4. Get an old white, long-sleeved T-shirt, or tutle neck if possible, and, starting from the bottom, stitch the strips around the shirt. Again, they don’t have to be perfect, make sure you go for uneven and leave ends hanging. You can do this with a sewing machine if you have one but running tacking stitch is fine if you don’t.
5. Cut along the length of the sleeves and attach layers so you don’t have to stitch around. Once you’ve done a few layers and are happy with the look, turn the shirt inside out and sew the sleeves back up.
6. Take white leggings or pyjama bottoms, cut the inside seams and do the same, sewing on strips until you’re happy with the appearance and then stitch the legs back up. You can tie strips together for an authentic look.
7. For hands and feet, add more strips onto socks and gloves.
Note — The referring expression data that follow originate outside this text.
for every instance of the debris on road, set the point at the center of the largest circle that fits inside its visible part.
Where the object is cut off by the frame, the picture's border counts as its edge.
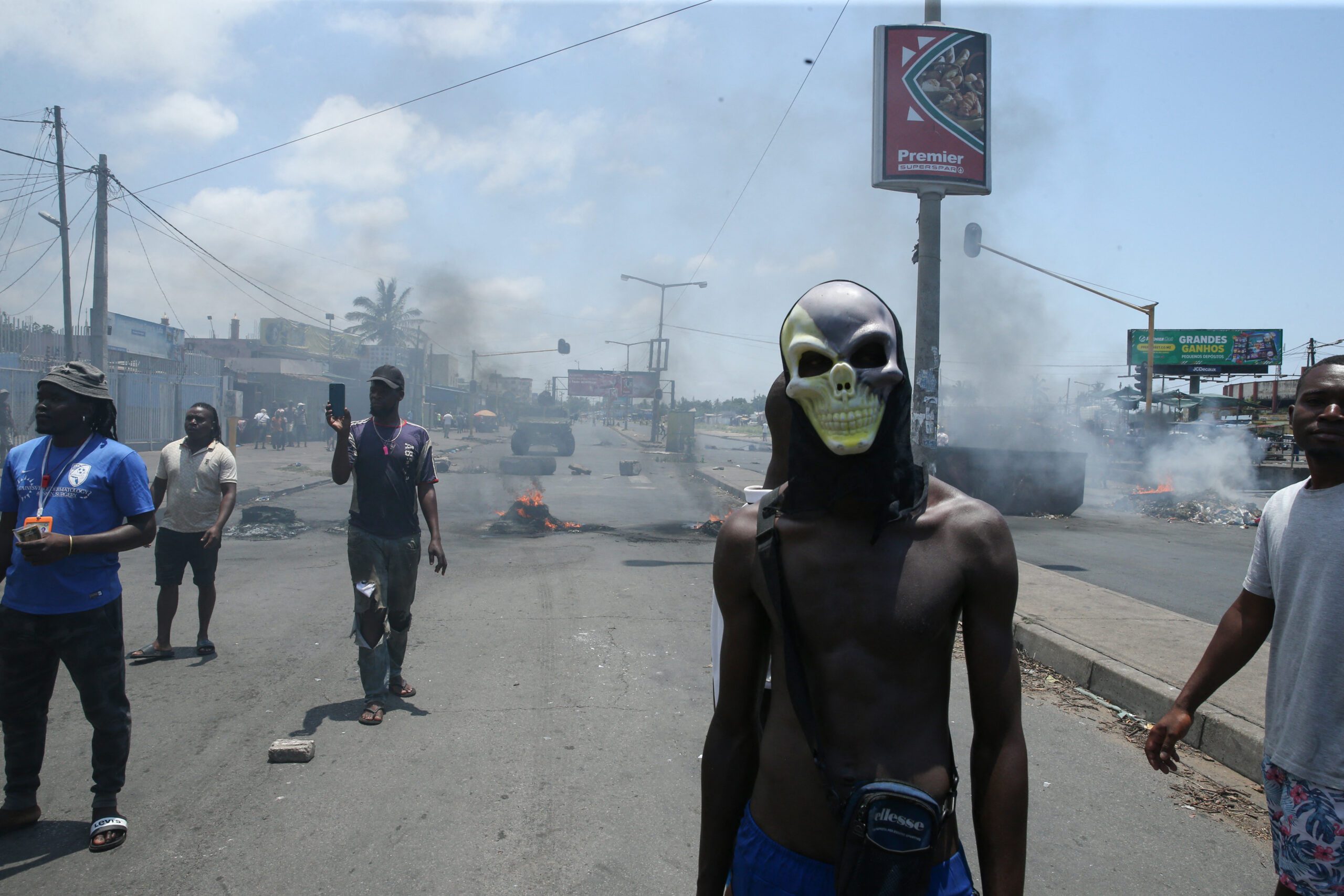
(527, 465)
(291, 750)
(268, 522)
(1208, 508)
(710, 527)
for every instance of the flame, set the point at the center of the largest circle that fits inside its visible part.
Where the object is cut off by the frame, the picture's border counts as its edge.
(1162, 489)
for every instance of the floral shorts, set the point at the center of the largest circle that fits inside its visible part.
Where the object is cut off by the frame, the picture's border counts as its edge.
(1308, 825)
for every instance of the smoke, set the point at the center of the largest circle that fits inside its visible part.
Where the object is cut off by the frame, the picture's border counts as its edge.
(1195, 464)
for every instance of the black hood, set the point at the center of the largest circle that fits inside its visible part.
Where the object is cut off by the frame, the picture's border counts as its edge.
(886, 476)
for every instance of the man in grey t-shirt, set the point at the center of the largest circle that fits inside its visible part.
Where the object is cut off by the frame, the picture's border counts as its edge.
(1295, 594)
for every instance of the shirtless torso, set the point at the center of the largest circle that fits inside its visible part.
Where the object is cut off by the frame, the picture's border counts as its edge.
(877, 630)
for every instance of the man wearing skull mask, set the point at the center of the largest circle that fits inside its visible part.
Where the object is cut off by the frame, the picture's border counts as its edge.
(878, 563)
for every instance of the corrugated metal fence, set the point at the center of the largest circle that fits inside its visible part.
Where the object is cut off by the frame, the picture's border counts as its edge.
(150, 406)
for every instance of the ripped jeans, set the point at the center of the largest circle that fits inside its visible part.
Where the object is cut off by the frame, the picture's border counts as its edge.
(383, 573)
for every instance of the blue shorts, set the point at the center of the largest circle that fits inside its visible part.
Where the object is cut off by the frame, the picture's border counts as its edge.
(764, 868)
(1306, 820)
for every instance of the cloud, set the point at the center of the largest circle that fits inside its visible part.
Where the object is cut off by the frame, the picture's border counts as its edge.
(486, 29)
(530, 152)
(186, 114)
(183, 44)
(579, 217)
(373, 214)
(369, 156)
(824, 260)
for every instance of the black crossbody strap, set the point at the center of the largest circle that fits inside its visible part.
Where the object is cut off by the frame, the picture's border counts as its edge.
(772, 568)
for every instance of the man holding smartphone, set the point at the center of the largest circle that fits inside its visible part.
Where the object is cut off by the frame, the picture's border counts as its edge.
(394, 477)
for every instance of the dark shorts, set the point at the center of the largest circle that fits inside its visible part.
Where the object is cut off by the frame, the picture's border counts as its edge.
(761, 867)
(175, 550)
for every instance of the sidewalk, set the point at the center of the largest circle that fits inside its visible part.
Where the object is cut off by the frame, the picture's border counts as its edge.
(1122, 649)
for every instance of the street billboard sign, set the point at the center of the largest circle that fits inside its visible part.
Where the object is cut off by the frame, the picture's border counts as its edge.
(1209, 351)
(613, 383)
(930, 109)
(135, 336)
(277, 332)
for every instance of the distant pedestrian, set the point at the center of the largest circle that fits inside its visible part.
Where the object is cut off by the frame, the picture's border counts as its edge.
(394, 483)
(261, 422)
(1295, 596)
(277, 430)
(197, 487)
(62, 597)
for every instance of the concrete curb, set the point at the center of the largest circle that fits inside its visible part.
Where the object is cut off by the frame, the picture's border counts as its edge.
(1227, 738)
(1230, 739)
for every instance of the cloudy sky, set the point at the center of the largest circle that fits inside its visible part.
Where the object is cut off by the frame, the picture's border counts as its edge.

8. Cover face and head with left over material strips – as little or as much covering as you like – and then add a bit of green face paint, after all mummies are pretty old, so their complexions are probably not great.
Dress up your costume with more green and grey or black face paint, but don’t go over the top.
Cute little witch:
1. To make a tutu, take a piece of 2cm wide elastic long enough to go round the waist and cover with wide black ribbon. Buy black tulle or netting and cut into strips around 50-60cm wide, varying the lengths to give a jagged edge. Roll the tulle and cut into 6-7cm sections, cutting a diagonal at each end to emphasise the jaggedness.
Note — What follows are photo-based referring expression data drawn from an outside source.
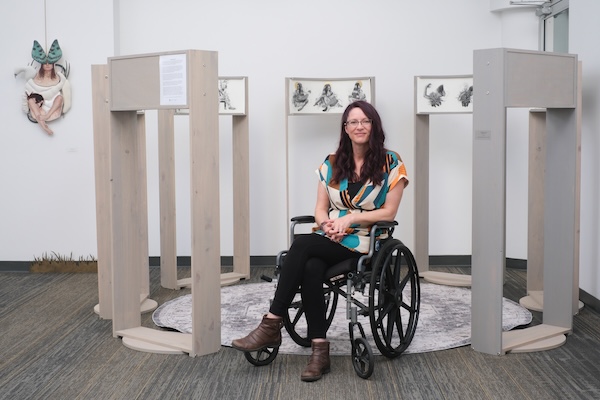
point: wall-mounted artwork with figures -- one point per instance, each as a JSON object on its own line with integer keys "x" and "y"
{"x": 444, "y": 94}
{"x": 47, "y": 93}
{"x": 320, "y": 96}
{"x": 232, "y": 95}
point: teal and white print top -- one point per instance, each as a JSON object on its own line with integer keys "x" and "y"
{"x": 369, "y": 197}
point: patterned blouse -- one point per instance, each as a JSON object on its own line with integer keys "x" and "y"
{"x": 369, "y": 197}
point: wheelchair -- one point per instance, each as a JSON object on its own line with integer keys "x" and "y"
{"x": 388, "y": 273}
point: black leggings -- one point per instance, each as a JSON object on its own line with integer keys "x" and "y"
{"x": 304, "y": 266}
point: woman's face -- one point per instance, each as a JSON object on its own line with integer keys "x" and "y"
{"x": 358, "y": 126}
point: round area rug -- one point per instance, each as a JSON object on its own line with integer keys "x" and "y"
{"x": 444, "y": 318}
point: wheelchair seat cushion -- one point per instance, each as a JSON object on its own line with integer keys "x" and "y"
{"x": 338, "y": 271}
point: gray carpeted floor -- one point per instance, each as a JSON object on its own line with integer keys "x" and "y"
{"x": 444, "y": 318}
{"x": 52, "y": 346}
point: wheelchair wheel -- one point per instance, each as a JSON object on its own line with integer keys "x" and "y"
{"x": 362, "y": 358}
{"x": 262, "y": 357}
{"x": 394, "y": 298}
{"x": 295, "y": 321}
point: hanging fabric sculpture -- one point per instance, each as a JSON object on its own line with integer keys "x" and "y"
{"x": 47, "y": 93}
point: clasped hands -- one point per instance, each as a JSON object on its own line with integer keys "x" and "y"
{"x": 335, "y": 229}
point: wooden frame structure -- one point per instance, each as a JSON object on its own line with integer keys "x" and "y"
{"x": 161, "y": 81}
{"x": 517, "y": 78}
{"x": 241, "y": 189}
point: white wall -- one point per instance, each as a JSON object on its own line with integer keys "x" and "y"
{"x": 583, "y": 28}
{"x": 47, "y": 183}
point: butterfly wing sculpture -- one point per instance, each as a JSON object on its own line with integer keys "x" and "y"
{"x": 39, "y": 55}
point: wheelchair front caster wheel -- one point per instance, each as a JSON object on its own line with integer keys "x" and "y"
{"x": 362, "y": 358}
{"x": 262, "y": 357}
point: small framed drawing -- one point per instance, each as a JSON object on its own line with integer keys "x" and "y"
{"x": 233, "y": 95}
{"x": 444, "y": 94}
{"x": 326, "y": 96}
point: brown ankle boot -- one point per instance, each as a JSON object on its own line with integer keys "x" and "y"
{"x": 318, "y": 364}
{"x": 267, "y": 334}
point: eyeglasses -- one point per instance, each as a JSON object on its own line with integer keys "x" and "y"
{"x": 354, "y": 123}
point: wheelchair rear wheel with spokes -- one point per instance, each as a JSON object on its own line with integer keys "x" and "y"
{"x": 295, "y": 320}
{"x": 394, "y": 298}
{"x": 262, "y": 357}
{"x": 362, "y": 358}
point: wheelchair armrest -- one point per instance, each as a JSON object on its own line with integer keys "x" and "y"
{"x": 377, "y": 225}
{"x": 303, "y": 219}
{"x": 384, "y": 224}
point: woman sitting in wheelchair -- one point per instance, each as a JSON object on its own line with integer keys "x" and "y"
{"x": 359, "y": 185}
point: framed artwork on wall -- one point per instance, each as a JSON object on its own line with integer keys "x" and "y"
{"x": 232, "y": 95}
{"x": 326, "y": 96}
{"x": 444, "y": 94}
2. Hold two or three strips together and fold in half, wrap the loop around the elastic waistband and pull the ends through to attach the strips. Repeat all the way round until the band is completely covered. Remember to vary the lengths.
3. To make the witch’s hat take two pieces of black foam or stiff card. Roll one piece to form a cone. Try it on the child’s head for size and, once you have a fit, mark the edges to cut off excess. Glue or staple the edges together. To make the brim, on the second piece of card, trace a circle round a dinner plate then trace a second ring around the hat hole, make the circle slightly smaller than the hole and cut. Slide the brim over the top of the cone so that it sits at the edge. Add a strip of tulle at the join for decoration.
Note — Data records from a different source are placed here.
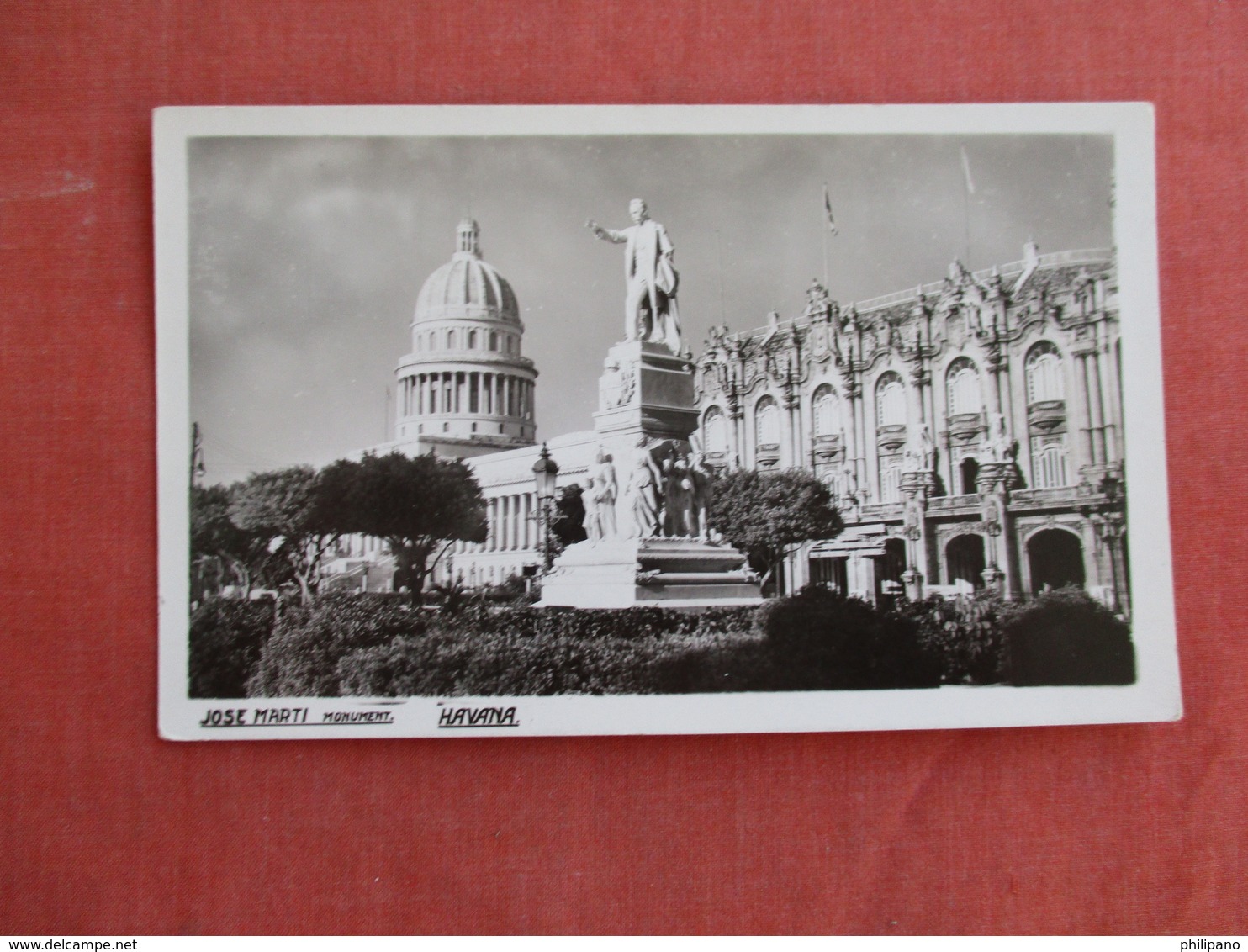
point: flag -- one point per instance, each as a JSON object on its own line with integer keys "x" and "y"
{"x": 828, "y": 208}
{"x": 966, "y": 171}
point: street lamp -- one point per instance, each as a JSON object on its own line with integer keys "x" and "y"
{"x": 544, "y": 473}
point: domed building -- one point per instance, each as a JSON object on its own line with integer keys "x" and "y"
{"x": 464, "y": 389}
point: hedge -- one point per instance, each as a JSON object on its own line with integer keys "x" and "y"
{"x": 822, "y": 640}
{"x": 1067, "y": 637}
{"x": 226, "y": 639}
{"x": 814, "y": 640}
{"x": 301, "y": 659}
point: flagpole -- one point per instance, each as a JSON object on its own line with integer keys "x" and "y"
{"x": 825, "y": 230}
{"x": 966, "y": 209}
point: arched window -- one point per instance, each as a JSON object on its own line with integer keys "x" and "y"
{"x": 766, "y": 423}
{"x": 825, "y": 412}
{"x": 1044, "y": 373}
{"x": 964, "y": 387}
{"x": 1049, "y": 462}
{"x": 890, "y": 483}
{"x": 716, "y": 431}
{"x": 890, "y": 400}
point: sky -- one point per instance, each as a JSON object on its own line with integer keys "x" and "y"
{"x": 307, "y": 253}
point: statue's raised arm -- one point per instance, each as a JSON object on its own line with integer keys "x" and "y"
{"x": 650, "y": 302}
{"x": 616, "y": 237}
4. Dress your little one (or yourself) in a black long-sleeved T-shirt and leggings with some scruffy long, stripy socks for added effect. Add the tutu, hat, face paint, wand, broomstick and anything else you can think of.
Serve Up Scary Snacks
You can either stand these on a place or use lolly sticks. If using sticks cut the bananas in half and push a lolly stick into the middle of each banana. For a healthy option, simply add faces with chocolate chips.
If you’re going for a more grown-up option, melt white chocolate in a bowl, around 200g for four whole bananas. Coat the bananas in chocolate. Layer desiccated coconut in a shallow dish, roll the bananas in it to roughly coat. Lay on a sheet of baking paper and use chocolate chips to form eyes nose and mouth. Freeze for around five hours.
Witches’ Fingers Cookies
Take a tube of shop-bought cookie dough to save time. Split the dough in half. Put one piece into a bowl and knead in a little flour. Take small balls and roll into sausage shapes about as long as your finger. Pinch above and below the middle of the roll to form a knuckle and make three shallow scores across this area. Do the same with the second half of the dough but add a little green food colouring for a little extra atmosphere. Add sliced almonds as fingernails and bake for 10 minutes at around 180 degrees. Remove from the oven and allow to cool. You can use jam or bright red coloured icing to give a bloody touch around the nails and at the stump. (For a savoury option, use pizza dough and sprinkle with cheese and tomato ketchup.)
Hair-raising Mini Pizzas
Use ready-made puff pastry, cut into finger-food sized circles. Top with tomato paste, cheese and anything else you fancy. Bake in the oven and then add halved black olives or slices of pastrami. Slice thin slivers of olive or sausage and position as legs to form spooky spiders. To save even more time you can do this with a cooked, fairly plain, shop-bought pizza, just add spiders on top.